Which of us do you think is go­ing to be bet­ter able to max­imise our X score?

This can also be seen as a epistemic ver­sion of Good­hart’s law: “When a mea­sure be­comes a tar­get, it ceases to be a good mea­sure.” Here the IC are the mea­sure, and the mar­ket­ing wor­lds are tar­get­ing them, and hence they cease to be a good mea­sure. But re­call that the IC in­clude the to­tal­ity of ap­proaches we use to rank these wor­lds, so there’s no way around this prob­lem. If in­stead of in­spect­ing the wor­lds, we sim­ply rely on some sort of sum­mary func­tion, then the search will be op­ti­mised to find any­thing that can fool/​pass that sum­mary func­tion. If we use the sum­mary as a first filter, then ap­ply some more profound au­to­mated check­ing, then briefly in­spect the out­come so we’re sure it didn’t go stupid—then the search will op­ti­mised for “pass the sum­mary, pass au­to­mated check­ing, se­duce the in­spec­tor”.

Differ­ent IC there­fore will pro­duce differ­ent rank­ings of wor­lds, but the top wor­lds in any of the rank­ing will be mar­ket­ing wor­lds (and pos­si­bly siren wor­lds).

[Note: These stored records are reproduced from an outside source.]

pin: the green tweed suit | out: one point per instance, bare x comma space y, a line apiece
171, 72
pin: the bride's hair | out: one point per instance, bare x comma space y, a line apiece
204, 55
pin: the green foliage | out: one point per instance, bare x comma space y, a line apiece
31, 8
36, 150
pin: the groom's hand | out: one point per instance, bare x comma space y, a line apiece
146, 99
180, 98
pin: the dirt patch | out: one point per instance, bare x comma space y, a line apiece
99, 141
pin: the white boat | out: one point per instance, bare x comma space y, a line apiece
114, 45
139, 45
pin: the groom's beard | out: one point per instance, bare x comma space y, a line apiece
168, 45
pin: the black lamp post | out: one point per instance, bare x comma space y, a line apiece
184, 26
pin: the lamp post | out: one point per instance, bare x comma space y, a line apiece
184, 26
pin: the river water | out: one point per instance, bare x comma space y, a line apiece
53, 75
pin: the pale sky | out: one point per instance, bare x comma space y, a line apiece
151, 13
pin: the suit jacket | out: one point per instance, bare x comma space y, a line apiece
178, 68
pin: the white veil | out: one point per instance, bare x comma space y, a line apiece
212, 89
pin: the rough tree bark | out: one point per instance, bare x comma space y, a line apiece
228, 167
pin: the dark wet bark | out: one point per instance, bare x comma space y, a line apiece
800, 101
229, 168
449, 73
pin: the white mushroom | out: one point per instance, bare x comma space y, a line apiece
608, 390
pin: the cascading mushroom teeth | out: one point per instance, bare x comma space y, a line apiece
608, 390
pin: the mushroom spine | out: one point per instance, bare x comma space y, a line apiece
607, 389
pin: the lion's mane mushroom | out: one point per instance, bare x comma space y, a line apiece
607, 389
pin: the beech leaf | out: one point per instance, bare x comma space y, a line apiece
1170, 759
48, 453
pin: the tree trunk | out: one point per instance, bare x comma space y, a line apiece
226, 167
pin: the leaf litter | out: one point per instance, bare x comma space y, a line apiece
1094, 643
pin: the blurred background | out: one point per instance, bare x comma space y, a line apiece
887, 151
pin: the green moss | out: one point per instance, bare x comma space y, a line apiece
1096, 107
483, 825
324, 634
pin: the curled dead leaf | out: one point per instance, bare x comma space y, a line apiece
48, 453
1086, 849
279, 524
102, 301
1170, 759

Con­strained search and satis­fic­ing our preferences

The is­sue is a prob­lem of (over) op­ti­mi­sa­tion. The IC cor­re­spond roughly with what we want to value, but differs from it in sub­tle ways, enough that op­ti­mis­ing for one could be dis­as­trous for the other. If we didn’t op­ti­mise, this wouldn’t be a prob­lem. Sup­pose we defined an ac­cept­able world as one that we would judge “yeah, that’s pretty cool” or even “yeah, that’s re­ally great”. Then as­sume we se­lected ran­domly among the ac­cept­able wor­lds. This would prob­a­bly re­sult in a world of pos­i­tive value: siren wor­lds and mar­ket­ing wor­lds are rare, be­cause they fulfil very spe­cific crite­ria. They triumph be­cause they score so high on the IC scale, but they are out­num­bered by the many more wor­lds that are sim­ply ac­cept­able.

This is in effect satis­fic­ing over the IC, rather than op­ti­mis­ing over them. Satis­fic­ing has its own is­sues, how­ever, so other ap­proaches could be valuable as well. One way could be use con­strained search. If for in­stance we took a thou­sand ran­dom wor­lds and IC-op­ti­mised over them, we’re very un­likely to en­counter a siren or mar­ket­ing world. We’re also very un­likely to en­counter a world of any qual­ity, though; we’d prob­a­bly need to IC-op­ti­mise over at least a trillion wor­lds to find good ones. There is a ten­sion in the num­ber: as the num­ber of wor­lds searched in­creases, their qual­ity in­creases, but so does the odds of en­coun­ter­ing a mar­ket­ing or siren world. EDIT: Lu­mifer sug­gested us­ing a first-past-the-post sys­tem: search through wor­lds, and pick the first ac­cept­able one we find. This is bet­ter than the ap­proach I out­lined in this para­graph.

We could also re­strict the search by con­sid­er­ing “re­al­is­tic” wor­lds. Sup­pose we had to take 25 differ­ent yes-no de­ci­sions that could af­fect the fu­ture of the hu­man­ity. This might be some­thing like “choos­ing which of these 25 very differ­ent AIs to turn on and let loose to­gether” or some­thing more pro­saic (which stocks to buy, which char­i­ties to sup­port). This re­sults in 225 differ­ent fu­ture wor­lds to search through: barely more than 33 mil­lion. Be­cause there are so few wor­lds, they are un­likely to con­tain a mar­ket­ing world (given the ab­solutely cru­cial pro­viso that none of the AIs is an IC-op­ti­miser!). But these wor­lds are not drawn ran­domly from the space of fu­ture wor­lds, but are de­pen­dent on key de­ci­sions that we be­lieve are im­por­tant and rele­vant. There­fore they are very likely to con­tain an ac­cept­able world—or at least far more likely than a ran­dom set of 33 mil­lion wor­lds would be. By con­strain­ing the choices in this way, we have in effect satis­ficed with­out satis­fic­ing, which is both Zen and use­ful.

As long as we’re aware of the prob­lem, other ap­proaches may also al­low for de­cent search with­out get­ting sucked in by a siren or a mar­keter.